The biggest problem that's facing Nintendo right now—and may well be expanding to the rest of the next-generation console line if the numbers don't pick up—is the overall lack of titles in the field. But thanks to significant growth from the indie gaming market, fueled by the HTML5-driven Nintendo Web Framework, Nintendo's comparative drought may be coming to at least something of an end.
Unity, a tool for video game development, architectural visualizations, and interactive media installations, has become an increasingly popular game engine in recent years, offering developers universal compatibility at a low cost. While the Nintendo Web Framework isn't generating quite the number of titles that Unity is—at least, not yet—this HTML5-powered system is potentially set to give Nintendo a much bigger base from which to work.There was even a demonstration on hand of a game that allowed several Mario clones at once to roam an HTML5-powered landscape, giving developers and players alike an idea of just what HTML5 could do in the field.
Some are a little less than optimistic about the Nintendo Web Framework generating a lot of titles for Nintendo, certainly when measured against the opportunities posed by the Unity engine, set to bring around 50 titles into play in the short term. But given that the Nintendo Web Framework can give developers the necessary tools to play games on Wii U using the Wii U Web browser, the idea of a multi-platform port from one round of development becomes not only possible, but somewhat desirable. Consider the recent release of the “Hitchhiker's Guide” game, a former text-based adventure modified using HTML5 to offer graphics as well; that kind of porting could go on, and could bring a whole new class of game to the Wii U and beyond, opening up a new experience and possibly a new gaming market. Throw in the possibility of the retro gaming market—imagine old Sega games on the Wii U—and the possibilities only climb from there.

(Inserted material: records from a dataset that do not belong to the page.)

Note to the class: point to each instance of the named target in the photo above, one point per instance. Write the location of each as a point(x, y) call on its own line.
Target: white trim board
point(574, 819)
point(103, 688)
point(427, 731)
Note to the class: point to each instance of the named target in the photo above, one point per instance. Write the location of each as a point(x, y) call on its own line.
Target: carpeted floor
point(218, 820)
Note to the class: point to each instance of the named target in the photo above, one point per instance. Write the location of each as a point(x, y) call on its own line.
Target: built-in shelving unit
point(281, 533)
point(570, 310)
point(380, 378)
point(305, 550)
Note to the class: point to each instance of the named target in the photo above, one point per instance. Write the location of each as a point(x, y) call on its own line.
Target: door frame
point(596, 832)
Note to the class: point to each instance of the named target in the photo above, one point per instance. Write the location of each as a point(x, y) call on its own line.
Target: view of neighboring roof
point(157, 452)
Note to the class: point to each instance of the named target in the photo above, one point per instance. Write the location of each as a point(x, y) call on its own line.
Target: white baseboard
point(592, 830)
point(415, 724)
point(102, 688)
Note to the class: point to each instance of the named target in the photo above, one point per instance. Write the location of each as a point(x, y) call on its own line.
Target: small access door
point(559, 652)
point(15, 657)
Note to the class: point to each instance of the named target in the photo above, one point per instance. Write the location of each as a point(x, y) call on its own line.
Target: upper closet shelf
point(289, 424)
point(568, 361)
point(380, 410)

When developers can create a game and effectively release it on two or more platforms at once, that's an advantage for the developer. It's a wider install base that the developers get access to, and an improved chance for not only sales in general, but for more sales than without the wider install base. If Nintendo can get games made with the Nintendo Web Framework to also make the jump to Nintendo's portable line, then that only augments the possibilities further. If more developers can get behind the idea of making games for a Web browser, then that opens up significant possibility for cross-platform releasing. The games in question can not only be offered on PC—which is where quite a few people get browser interactions—but also with the Wii U, and potentially with mobile devices, which is a rapidly-swelling market.
Basically, Nintendo needs more games to make the Wii U a viable competitor going forward. While independently-developed games made with the Nintendo Web Framework or even the Unity system may not be what users bought the consoles for, it may well prove to be at least an acceptable appetizer to the main course of triple-A developed games, when those finally start arriving on the beleaguered system. If game developers can embrace the browser game as represented by HTML5, then a multi-platform release may be a much simpler enterprise. HTML5 gaming can bring a whole new class of gaming to the console field, and could result in a new market segment open up: console gamers who also enjoy PC games, but without the PC.